İnsanın yakından uzağa, uzaktan yakına sıraladığı dostları, pardon arkadaşları vardır. Her şeyin yolunda gittiği günlerde, gündeme dair dedikodu yapıp evinli - evinsiz konuşur ederler ya dostlarılsa, pardon arkadaşlarıyla. İşte benim de evinli - evinsiz konuştuğum dostlarım, pardon arkadaşlarım OLDU. Hatta kimilerini öyle bir sevdim, öyle bir sevdim; kucak açtım, cani gönül-den kucak açtım, cani gönülden sevdim. Sevim’e, Funda’ya “bizim kız,” dedim. Aysun’u, Ahmet’i kardeş katarında gördüm. Fatma’yı can saydım, Burhan, yaramaz küçük kardeşim gibi geldi. İsmet Can, Cevat Can, Birkan Can, Rıfat Can, Ahmet Can… Say say…

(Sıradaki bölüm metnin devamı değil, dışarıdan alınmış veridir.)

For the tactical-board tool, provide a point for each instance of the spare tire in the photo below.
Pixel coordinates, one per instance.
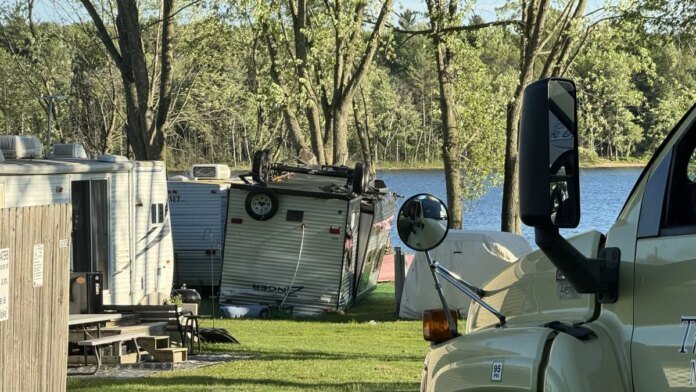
(260, 165)
(261, 204)
(361, 177)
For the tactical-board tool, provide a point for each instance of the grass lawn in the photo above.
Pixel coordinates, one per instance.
(331, 353)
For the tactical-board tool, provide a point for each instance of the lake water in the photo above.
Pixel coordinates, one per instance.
(602, 194)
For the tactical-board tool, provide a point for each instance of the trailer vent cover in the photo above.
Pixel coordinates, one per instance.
(210, 171)
(68, 150)
(20, 146)
(112, 158)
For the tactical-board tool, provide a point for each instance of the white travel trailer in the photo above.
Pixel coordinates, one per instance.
(306, 237)
(198, 207)
(120, 215)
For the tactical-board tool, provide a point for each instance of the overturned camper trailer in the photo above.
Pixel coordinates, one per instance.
(311, 238)
(120, 214)
(198, 207)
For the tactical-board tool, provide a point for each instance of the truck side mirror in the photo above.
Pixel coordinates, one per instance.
(423, 222)
(550, 186)
(549, 171)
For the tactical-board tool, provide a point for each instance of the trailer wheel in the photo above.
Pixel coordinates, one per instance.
(261, 165)
(361, 177)
(261, 204)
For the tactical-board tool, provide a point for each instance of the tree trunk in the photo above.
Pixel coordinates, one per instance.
(450, 148)
(144, 129)
(363, 130)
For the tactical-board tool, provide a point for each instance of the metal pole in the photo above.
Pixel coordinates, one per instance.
(212, 277)
(50, 99)
(443, 301)
(399, 275)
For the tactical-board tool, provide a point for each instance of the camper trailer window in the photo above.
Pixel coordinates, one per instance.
(153, 214)
(157, 213)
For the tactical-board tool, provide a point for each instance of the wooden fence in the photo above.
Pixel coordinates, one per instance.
(34, 274)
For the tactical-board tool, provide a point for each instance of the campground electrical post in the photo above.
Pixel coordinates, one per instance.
(50, 99)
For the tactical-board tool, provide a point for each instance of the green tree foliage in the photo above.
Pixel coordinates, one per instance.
(250, 75)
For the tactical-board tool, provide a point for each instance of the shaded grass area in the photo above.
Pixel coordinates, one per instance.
(334, 352)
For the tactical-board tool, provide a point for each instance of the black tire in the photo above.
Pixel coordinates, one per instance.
(260, 165)
(261, 204)
(361, 179)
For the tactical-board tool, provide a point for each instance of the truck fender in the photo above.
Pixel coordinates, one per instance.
(582, 366)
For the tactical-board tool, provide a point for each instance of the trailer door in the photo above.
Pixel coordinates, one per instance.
(663, 349)
(90, 236)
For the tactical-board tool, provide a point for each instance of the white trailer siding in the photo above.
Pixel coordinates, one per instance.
(375, 224)
(198, 210)
(261, 256)
(154, 256)
(37, 189)
(43, 182)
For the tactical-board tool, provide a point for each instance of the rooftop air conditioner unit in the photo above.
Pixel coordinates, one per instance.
(178, 178)
(112, 158)
(68, 150)
(210, 172)
(20, 146)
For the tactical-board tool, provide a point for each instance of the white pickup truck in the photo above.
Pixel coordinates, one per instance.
(614, 312)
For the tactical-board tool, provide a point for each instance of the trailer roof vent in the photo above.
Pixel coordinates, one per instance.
(210, 171)
(20, 146)
(112, 158)
(68, 150)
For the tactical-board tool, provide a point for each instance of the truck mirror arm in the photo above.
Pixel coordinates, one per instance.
(471, 291)
(587, 275)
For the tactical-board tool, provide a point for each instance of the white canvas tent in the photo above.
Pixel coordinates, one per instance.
(476, 256)
(199, 214)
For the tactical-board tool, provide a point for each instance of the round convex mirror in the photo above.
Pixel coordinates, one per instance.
(423, 222)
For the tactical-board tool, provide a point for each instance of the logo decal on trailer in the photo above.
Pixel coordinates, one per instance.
(683, 349)
(497, 371)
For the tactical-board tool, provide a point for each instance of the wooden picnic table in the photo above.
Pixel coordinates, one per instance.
(85, 320)
(96, 319)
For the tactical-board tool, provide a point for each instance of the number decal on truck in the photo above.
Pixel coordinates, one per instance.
(688, 320)
(497, 371)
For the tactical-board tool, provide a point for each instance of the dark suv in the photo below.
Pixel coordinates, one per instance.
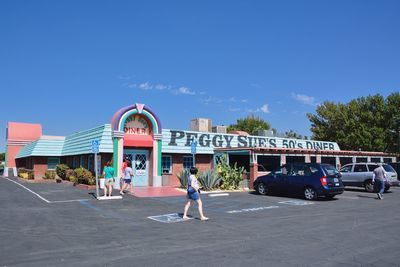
(312, 180)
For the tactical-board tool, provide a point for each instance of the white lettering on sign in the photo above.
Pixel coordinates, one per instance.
(176, 138)
(136, 125)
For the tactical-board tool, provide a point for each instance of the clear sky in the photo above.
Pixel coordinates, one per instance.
(70, 65)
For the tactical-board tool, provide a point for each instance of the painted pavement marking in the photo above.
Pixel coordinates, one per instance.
(346, 197)
(168, 218)
(218, 195)
(296, 202)
(42, 198)
(252, 209)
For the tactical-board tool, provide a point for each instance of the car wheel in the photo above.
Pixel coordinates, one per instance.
(369, 186)
(309, 193)
(262, 189)
(387, 188)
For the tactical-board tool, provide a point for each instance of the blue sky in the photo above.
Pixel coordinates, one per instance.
(70, 65)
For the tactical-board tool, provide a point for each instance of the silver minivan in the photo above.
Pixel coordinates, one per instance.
(360, 174)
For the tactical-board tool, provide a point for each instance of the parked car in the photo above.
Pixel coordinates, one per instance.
(396, 167)
(311, 180)
(360, 174)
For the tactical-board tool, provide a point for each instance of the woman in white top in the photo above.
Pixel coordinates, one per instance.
(193, 194)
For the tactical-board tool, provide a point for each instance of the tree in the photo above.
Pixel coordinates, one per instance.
(250, 124)
(366, 123)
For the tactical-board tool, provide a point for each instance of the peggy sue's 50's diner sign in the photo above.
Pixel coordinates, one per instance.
(177, 141)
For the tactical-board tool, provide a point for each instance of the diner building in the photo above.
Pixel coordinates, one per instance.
(158, 154)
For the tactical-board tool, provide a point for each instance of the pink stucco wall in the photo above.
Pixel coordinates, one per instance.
(18, 135)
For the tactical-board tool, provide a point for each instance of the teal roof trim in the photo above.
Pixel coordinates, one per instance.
(81, 142)
(42, 147)
(75, 144)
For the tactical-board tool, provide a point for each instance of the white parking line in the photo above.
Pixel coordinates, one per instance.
(168, 218)
(252, 209)
(72, 200)
(348, 197)
(42, 198)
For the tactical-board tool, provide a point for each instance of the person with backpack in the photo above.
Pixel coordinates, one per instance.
(193, 194)
(380, 176)
(127, 175)
(108, 173)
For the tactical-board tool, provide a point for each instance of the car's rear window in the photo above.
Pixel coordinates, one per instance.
(330, 170)
(388, 168)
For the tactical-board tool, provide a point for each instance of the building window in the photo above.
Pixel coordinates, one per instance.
(90, 163)
(76, 162)
(187, 162)
(166, 164)
(52, 163)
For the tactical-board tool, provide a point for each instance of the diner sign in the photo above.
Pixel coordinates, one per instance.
(179, 141)
(136, 125)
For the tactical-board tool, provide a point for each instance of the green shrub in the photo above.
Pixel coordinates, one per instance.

Ocak 2025’den beri sosyal medyada hiç olmadığım gibi, kimseye telefon etmedim, aramayınca aranmıyormuş görmüş oldum. Demek ki benim gayretimle sürüp giden bir dostluk, pardon bir arkadaşlık varmış. Vardığım sonucu şöyle birkaç örnekle sübuta erdirmiş olayım. Hakikatli canlarla da yolum kesişmiş ne mutlu. Mesela: 1985 yılında dersine girdiğim şimdi meslektaşım olmuş Suat Delibaş:
“Hocam bir sıkıntı mı var, sizin paylaşımlarınızı göremiyorum” deyip arıyor. Yine aynı şekilde 1985 - 1987 yılları arasında dersine girdiğim, şimdilerde profesör olan öğrencim Ruhan İlknur Gazioğlu:
“Öğretmenim, inşallah bir sıkıntı yoktur” deyip mesaj atıyor. Yine 1990 lı yıllarda Türkçe dersine girdiğim sevgili öğrencim Naim Öz-sezikli telefon açıp durumumu merak edip “öğretmenim yapacağım bir şey var mı” diyor. Yine 1990’larda dersine girdiğim Alpay Beni Levi merak etmiş yurtdışından arıyor. Mehmet Akca, Erdoğan Tüzen, Hülya Soyşekerci, Nurten Altay, 1970 li yıllarda ortaokulda aynı sınıfı paylaştığım arkadaşım Mükerrem Erde-mir, o da sosyal medyada göremediği için, yazmakta msn’den…
İşte böyle bazı asaletli arkadaşlarım görünürlerde yoksun inşallah bir aksilik yoktur deyip gönül yarama merhem oldular; ömürlü olsunlar.
Demek ki neymiş, benim dost diye gönül defterime özene bezene not ettiklerim iş arkadaşımmışlar.
Eh be ya yaş 67 yazı ile altmış yedi olmuş, aklın yaşta değil başta olduğunu anca öğrenebilmişiz. Kalan ömürde hakikatli dostlar, pardon arkadaşların seçebileceğine ihtimal var mı?
Yok, yok, artık seçsek ne yazar, seçmesek ne yazar, köçekler oynayıp geçti be kızancık!